Some firms advertise nonrecourse factoring, but then they list several reasons an invoice can be exempt from no recourse. Other factors will offer partial recourse agreements. Small businesses should tread cautiously and read their entire contract carefully to make sure they understand what they will and won’t be responsible for if their clients don’t pay the invoice or pay the invoice late.
Spot Factoring vs Contract Factoring
Spot factoring allows you to sell and assign individual invoices to a factor. While this may seem ideal for your business, many invoice factoring companies prefer not to factor in this way. The application process and underwriting aren’t different from if you were to factor all of your invoices.

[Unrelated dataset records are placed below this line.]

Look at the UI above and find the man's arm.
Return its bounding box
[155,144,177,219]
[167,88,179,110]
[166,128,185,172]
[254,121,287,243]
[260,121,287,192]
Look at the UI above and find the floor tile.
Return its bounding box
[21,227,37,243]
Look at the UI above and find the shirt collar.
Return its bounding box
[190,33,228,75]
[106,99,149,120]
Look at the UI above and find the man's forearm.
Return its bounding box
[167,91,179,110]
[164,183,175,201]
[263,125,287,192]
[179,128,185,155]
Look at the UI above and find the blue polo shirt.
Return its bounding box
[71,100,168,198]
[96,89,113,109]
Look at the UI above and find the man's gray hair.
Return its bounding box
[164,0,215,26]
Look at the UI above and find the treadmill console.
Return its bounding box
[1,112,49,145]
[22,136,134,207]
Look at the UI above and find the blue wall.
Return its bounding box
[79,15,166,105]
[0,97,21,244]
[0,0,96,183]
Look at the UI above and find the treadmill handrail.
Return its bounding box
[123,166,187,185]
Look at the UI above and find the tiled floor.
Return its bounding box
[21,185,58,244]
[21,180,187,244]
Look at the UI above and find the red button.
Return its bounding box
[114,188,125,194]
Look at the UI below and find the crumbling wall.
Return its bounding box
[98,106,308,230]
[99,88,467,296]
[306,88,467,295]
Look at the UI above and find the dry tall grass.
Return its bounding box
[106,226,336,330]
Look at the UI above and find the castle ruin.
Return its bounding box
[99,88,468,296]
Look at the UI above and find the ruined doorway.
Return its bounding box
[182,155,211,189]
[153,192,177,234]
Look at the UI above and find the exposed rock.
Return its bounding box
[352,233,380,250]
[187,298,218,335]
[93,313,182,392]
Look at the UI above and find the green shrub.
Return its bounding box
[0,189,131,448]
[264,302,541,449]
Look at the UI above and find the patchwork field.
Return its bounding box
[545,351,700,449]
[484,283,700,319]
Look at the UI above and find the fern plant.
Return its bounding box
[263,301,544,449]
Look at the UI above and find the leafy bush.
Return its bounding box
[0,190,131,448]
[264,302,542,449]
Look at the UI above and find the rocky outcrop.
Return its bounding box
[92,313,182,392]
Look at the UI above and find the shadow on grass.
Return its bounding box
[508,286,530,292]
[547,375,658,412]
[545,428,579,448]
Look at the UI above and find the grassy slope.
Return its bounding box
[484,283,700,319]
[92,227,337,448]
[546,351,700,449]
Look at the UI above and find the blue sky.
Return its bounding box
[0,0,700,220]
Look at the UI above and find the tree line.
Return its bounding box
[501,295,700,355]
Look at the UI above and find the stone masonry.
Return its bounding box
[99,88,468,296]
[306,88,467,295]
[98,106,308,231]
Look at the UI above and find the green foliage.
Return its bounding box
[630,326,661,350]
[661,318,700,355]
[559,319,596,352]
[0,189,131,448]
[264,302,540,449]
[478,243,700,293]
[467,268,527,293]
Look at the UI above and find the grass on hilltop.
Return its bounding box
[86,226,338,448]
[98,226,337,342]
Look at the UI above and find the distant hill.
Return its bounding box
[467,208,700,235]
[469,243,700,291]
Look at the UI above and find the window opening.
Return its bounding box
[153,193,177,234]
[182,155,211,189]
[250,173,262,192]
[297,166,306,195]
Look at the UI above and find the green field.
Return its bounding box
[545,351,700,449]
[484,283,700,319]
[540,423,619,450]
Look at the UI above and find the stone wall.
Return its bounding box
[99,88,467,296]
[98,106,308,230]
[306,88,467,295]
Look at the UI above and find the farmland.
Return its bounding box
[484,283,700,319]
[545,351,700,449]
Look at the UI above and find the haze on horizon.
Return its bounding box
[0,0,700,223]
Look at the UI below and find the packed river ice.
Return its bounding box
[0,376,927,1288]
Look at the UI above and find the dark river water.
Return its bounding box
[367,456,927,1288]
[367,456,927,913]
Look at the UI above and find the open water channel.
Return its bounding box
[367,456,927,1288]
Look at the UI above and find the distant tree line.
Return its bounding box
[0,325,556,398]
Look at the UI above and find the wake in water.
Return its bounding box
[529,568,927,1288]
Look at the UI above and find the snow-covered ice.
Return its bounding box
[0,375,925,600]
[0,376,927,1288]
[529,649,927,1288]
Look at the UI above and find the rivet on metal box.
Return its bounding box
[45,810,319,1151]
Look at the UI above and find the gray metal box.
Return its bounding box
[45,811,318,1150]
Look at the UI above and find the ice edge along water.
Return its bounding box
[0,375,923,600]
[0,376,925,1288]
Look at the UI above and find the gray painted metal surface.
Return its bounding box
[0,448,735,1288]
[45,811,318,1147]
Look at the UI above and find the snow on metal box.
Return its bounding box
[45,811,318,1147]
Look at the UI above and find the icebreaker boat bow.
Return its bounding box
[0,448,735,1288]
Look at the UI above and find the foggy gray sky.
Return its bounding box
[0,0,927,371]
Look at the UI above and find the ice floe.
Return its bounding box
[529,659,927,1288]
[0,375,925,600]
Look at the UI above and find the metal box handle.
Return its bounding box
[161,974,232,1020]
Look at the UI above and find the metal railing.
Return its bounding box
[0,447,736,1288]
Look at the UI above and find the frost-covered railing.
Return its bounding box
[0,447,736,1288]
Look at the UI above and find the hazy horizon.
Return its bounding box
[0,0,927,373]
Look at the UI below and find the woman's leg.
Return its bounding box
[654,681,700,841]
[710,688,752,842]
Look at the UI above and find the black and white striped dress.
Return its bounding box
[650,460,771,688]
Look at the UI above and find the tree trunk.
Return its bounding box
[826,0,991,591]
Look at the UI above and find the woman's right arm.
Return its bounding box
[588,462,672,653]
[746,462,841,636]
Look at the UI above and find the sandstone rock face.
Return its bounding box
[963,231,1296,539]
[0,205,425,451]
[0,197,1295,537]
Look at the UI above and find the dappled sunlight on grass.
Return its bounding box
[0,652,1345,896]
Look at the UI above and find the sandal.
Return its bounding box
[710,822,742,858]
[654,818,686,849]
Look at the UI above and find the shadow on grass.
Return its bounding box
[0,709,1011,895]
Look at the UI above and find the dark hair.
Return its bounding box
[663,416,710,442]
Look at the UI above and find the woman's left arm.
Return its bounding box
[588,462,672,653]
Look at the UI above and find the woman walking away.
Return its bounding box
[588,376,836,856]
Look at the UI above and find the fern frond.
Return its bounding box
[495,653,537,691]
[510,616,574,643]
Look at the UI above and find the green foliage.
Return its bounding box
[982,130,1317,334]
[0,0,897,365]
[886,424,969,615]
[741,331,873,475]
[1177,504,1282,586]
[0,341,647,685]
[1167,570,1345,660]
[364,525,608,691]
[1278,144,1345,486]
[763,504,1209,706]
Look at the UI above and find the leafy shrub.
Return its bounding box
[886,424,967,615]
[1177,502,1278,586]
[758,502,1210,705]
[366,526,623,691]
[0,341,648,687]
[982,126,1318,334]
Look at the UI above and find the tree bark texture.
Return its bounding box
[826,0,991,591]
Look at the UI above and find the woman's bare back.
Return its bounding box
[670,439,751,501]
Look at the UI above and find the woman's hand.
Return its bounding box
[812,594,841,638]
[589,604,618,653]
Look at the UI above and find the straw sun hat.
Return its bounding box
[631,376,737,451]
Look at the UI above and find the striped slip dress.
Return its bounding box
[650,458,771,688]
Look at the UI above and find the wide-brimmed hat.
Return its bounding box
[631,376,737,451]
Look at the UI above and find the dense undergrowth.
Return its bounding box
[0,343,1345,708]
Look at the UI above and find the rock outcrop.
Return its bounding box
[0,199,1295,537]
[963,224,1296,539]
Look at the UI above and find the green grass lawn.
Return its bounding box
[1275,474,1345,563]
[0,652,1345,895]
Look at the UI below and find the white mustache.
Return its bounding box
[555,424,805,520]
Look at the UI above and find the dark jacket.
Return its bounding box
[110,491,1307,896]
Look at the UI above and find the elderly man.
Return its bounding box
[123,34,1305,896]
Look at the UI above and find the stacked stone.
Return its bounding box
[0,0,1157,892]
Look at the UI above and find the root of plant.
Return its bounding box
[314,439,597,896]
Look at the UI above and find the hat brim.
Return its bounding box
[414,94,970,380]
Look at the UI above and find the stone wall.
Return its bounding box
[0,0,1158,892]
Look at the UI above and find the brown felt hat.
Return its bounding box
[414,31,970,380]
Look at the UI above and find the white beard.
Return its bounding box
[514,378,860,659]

Contract factoring is far more common than spot factoring and is the preferred method of factoring for most business factoring providers. Typically, contract factoring requires a minimum monthly invoice volume be factored―usually $10,000 or greater―or requires that every invoice to a specific customer be factored.
Factoring is an area in which industry familiarity matters. The industry you and your customers are in can affect your terms and cost. Some factors specialize in providing financing to specific industries. Conversely, some factors won’t provide financing to certain types of industries. Do your research and find a factor that understands the needs and norms of your industry.
Pros & Cons of Invoice Factoring
Some benefits associated with factoring financing include that there is generally no minimum credit score requirement, it’s a fast way to receive cash, and experts will handle your accounts receivables (A/R). Conversely, the factoring company may have direct contact with your customers, selling your invoices relinquishes a level of control, and factoring can be expensive.
The pros of invoice factoring include that:
- The creditworthiness of your customers is considered: With invoice factoring, your customer’s creditworthiness is more important than yours. This means you’re able to get financing even if you have poor credit.
- You get to work with accounts receivable experts: A potential upside to invoice factoring is the ability to develop relationships with A/R management experts. Because this is what your invoice factoring company does daily, it has good accounts receivable management techniques.
- It provides a quick source of cash: Invoice factoring provides a quick source of cash. You can get approved within two to seven days and funded in one to three days. There are, however, other fast business loans you could consider. It’s always good to weigh your options.
The cons of invoice factoring include that:
- The factor may communicate with your customers: You can expect your invoice factoring company to contact your customers, and the level of interaction will vary by provider. If your business is in an industry where invoice factoring is common, this may not be a problem.
- The cost is expensive: With invoice factoring, not only are the interest rates higher than with other types of financing, but there is also the potential for additional fees. It’s important to read your contract to make sure you understand the total costs involved with this form of financing.
- Your invoices are sold: A feature of invoice factoring is that you’re selling, or assigning, your invoices to the factoring company. While this gives you an immediate source of cash, you’re also giving up some control and will expose you to a blanket Uniform Commercial Code (UCC) filing.
Factoring financing can seem more difficult than getting a loan from a bank. However, what makes factoring financing complicated is also what makes it appealing. You can borrow money based on your unpaid customer invoices to meet your immediate cash flow needs. As long as your clients pay promptly, the cost of factoring is more affordable than many other short-term business loan alternatives.